The need to plan for the use of Kwanlin Dün First Nation (KDFN) land has been recognized since long before the conclusion of its treaty in 2005. The Final Agreement assures KDFN of a role in land and resource planning throughout the Traditional Territory. This includes provisions in the Final Agreement for regional land-use planning and local area planning, protected area establishment, heritage, wildlife, water, forestry and other resource management and planning.
The Self-Government Agreement enables KDFN to establish laws and to manage its settlement land. In 2014 KDFN passed the Lands and Resources Act, which contains provisions that require land to be planned to best meet the needs of the community.
In 2014-15 the KDFN government, through the Lands and Resources Department, initiated the Land Vision project to develop a guiding vision for KDFN settlement land and Traditional Territory. The purpose of the Traditional Territory Land Vision is to provide the KDFN government with direction from the community to support detailed planning for settlement lands and better equip KDFN to work with other governments throughout its Traditional Territory.
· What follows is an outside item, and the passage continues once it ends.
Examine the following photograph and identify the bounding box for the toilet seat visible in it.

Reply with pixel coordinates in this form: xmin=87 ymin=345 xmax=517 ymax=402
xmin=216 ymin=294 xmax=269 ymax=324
The Land Vision, completed in 2017, puts forward four main land-based goals and ensures that there is opportunity to maximize each of them.
The four goals are:
- Community Development: to provide land for KDFN residential and infrastructure needs.
- Wildlife: to conserve areas of high ecological value and maintain the health of wildlife populations.
- Heritage: to conserve areas of high heritage value while maintaining and creating opportunities for continued traditional use of the land.
- Revenue Generation: to make lands available to generate revenue for the benefit of the KDFN community.
The community provided the following key messages during the development of the Land Vision:
- Lands must be dedicated to protect important heritage areas and ensure their continued use for traditional activities.
- Certain C Lands and portions of R Blocks should be used for revenue generation.
- Remote R Blocks, and their adjacent areas, should be managed primarily for traditional uses. Developments should be minimal, with no new road access.
- Some lands should be set aside for use by future generations.
- Citizen residential needs should be met on settlement lands: higher density subdivisions within Whitehorse; and lower density residential development on road accessible R Blocks.
- KDFN Institutional and Government needs should be met largely on settlement land. Uses include administrative buildings on KDFN land within Whitehorse, and General Assembly sites, campgrounds and culture camps on KDFN land outside of Whitehorse.